Brian Shea, a Wilton native and former Bulletin writer who began in March 2006, said the newspaper first gave him insight “behind the scenes” into aspects of town government and commerce that he had been unaware of as a longtime resident.
“My period of time at The Bulletin was when we were still mastering to an extent the breaking news aspect of things through email, and we were always trying to make sure we got the story out quickly but — more importantly — accurately,” he said.
He also remembers “tinkering” with the paper’s initial website, as staff worked to develop an effective means of keeping readers informed. His fondest memories were of community involvement, and Mr. Shea said the types of people he met were emblematic of the town’s spirit of community involvement.
“What I remember best about The Bulletin was the people, both the ones I worked with and the ones I reported on,” he said.
Jeff Yates began editing the newspaper in 2006 after three years of reporting.
“I’ve always felt that The Bulletin, in large part due to its history in town, does a better job than any other outlet of putting the news of today into the context of the past.
“Stories and topics flare up and fade out at a rapid pace, but they are all part of the larger story of the town and its people; The Bulletin and its staff gets that.”
Jeannette Ross, The Bulletin’s current editor, assumed the role in December 2009.
She began her career working as a broadcast writer for the Associated Press in Rockefeller Center, where she learned the value of expediency and accuracy, producing a five-minute newscast every other hour.
“We had to be fast and we had to be accurate,” she said. “All this early training helped me learn how to report issues as succinctly as possible.”
Ms. Ross also wrote for a national publisher of educational magazines and newsletters, which gave her a broad scope of coverage, often taking her to Washington, D.C.
“My career has taken me down many avenues of journalism,” she said.
In the early 1990s, Ms.

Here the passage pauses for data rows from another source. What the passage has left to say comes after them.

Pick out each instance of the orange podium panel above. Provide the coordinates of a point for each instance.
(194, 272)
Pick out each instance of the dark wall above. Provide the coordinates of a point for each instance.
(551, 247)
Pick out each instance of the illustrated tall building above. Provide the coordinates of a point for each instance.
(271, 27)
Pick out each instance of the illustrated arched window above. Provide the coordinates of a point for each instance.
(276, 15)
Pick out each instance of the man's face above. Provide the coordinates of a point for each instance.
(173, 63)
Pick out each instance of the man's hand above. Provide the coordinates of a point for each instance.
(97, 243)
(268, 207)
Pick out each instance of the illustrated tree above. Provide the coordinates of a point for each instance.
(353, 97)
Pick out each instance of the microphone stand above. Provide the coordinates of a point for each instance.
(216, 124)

Ross edited The Lewisboro Ledger, another sister paper of The Bulletin, based in Lewisboro, N.Y.
“For The Ledger and The Bulletin, the main difference is the hyper-local nature of both publications,” she said. “We focus strictly on what is happening in our towns or how larger events directly affect our towns.”

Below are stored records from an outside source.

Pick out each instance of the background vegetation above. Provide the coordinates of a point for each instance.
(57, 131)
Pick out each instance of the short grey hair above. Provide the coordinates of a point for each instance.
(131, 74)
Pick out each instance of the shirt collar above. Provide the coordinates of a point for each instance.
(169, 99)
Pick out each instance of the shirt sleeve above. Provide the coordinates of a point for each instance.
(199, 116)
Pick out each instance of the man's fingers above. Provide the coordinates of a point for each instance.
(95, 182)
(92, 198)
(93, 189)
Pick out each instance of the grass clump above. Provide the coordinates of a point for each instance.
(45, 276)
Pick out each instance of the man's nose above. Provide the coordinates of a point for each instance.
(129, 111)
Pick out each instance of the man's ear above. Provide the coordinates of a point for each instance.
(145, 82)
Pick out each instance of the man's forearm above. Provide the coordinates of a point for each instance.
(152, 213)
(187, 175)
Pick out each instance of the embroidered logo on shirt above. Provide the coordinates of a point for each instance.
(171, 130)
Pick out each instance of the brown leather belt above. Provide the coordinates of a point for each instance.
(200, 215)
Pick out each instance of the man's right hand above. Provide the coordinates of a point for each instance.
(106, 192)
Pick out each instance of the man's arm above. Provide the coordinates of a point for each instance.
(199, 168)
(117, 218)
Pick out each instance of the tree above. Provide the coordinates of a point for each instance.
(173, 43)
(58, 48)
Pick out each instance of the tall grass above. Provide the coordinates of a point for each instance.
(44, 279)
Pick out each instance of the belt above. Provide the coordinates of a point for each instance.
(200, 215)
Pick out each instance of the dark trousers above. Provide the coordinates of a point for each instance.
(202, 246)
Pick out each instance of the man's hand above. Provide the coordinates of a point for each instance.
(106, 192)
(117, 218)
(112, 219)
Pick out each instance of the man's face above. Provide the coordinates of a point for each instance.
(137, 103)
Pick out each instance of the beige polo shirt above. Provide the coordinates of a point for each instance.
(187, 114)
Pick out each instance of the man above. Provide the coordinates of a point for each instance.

Although the practice of newsgathering and keeping readers informed is increasingly reliant on the Web, Ms. Ross emphasized that print is still “highly valued” by readers.

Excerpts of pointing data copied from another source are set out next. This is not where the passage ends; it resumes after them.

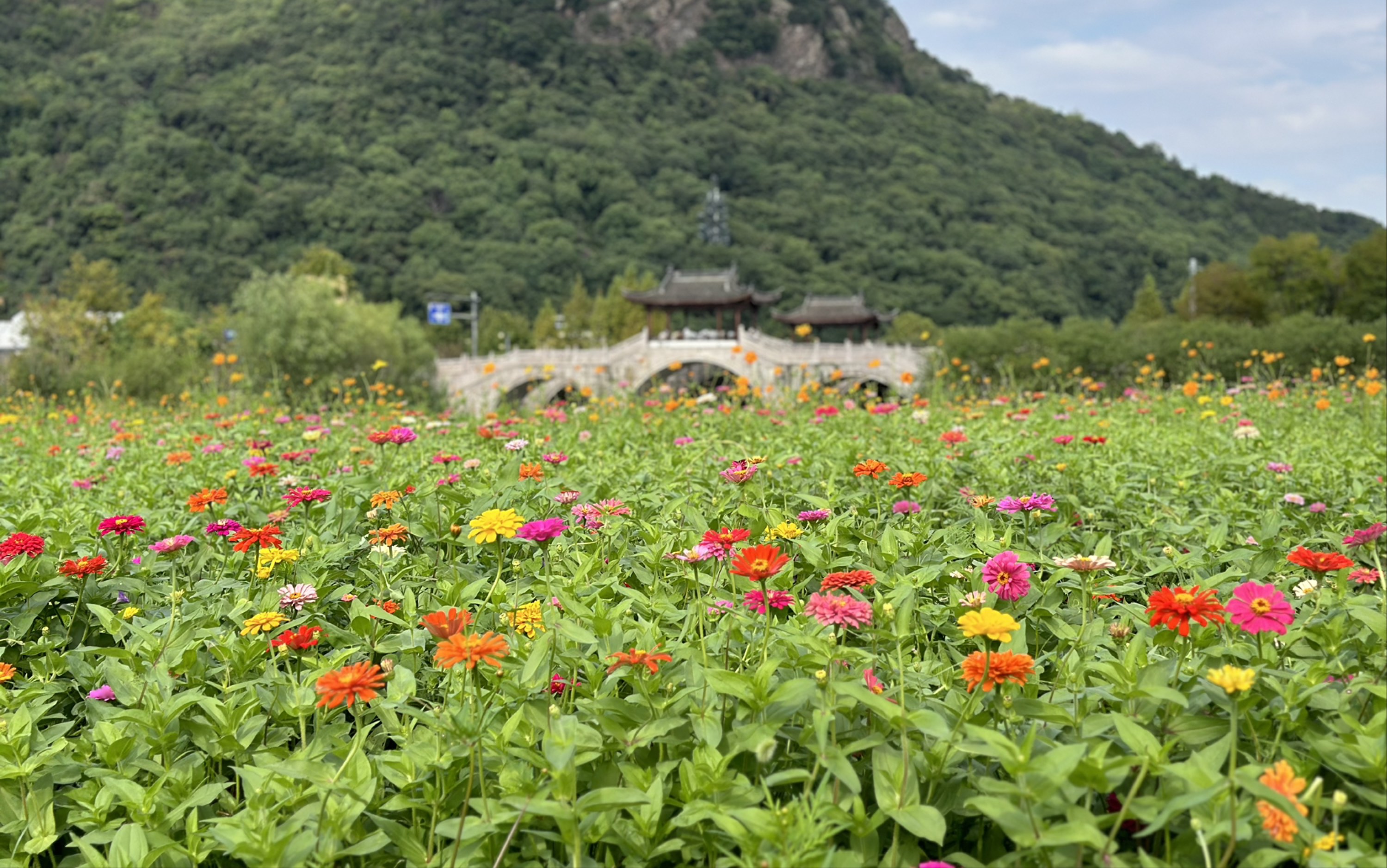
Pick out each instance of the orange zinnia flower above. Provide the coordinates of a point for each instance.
(386, 498)
(639, 658)
(472, 649)
(1177, 606)
(350, 684)
(1319, 562)
(1003, 667)
(855, 579)
(907, 480)
(444, 624)
(264, 537)
(209, 497)
(389, 536)
(870, 468)
(758, 562)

“People still like to read a physical paper and still want to be able to cut out a wedding announcement, an honor roll, or even a story to send to friends and family,” she said.
Only weeks ago, The Bulletin launched a new website, offering a media slide show among other features designed to enhance user interface and access to local news.
“It is much more dynamic than our old website and allows us to put more information online,” Ms. Ross said.
“The website is also much more user-friendly, with general news, sports and obituaries all clearly visible on the main page as well as a live Twitter feed. Commenting will also be easier, with readers being able to log in from Facebook, Twitter, LinkedIn, Google, or Yahoo.”
For the coming year, Ms. Ross foresees property revaluation, the budget process, developments of the planned Yankee gas line, mass transit improvements, and a proposed fiber-optic network as major highlights.
Mr. Nash said the paper will also continue making technological strides throughout 2013.
“For next year, look for an ever-improving digital and print experience,” he said. “With an improving economy, we will be able to have a wider variety of Wilton news and information.”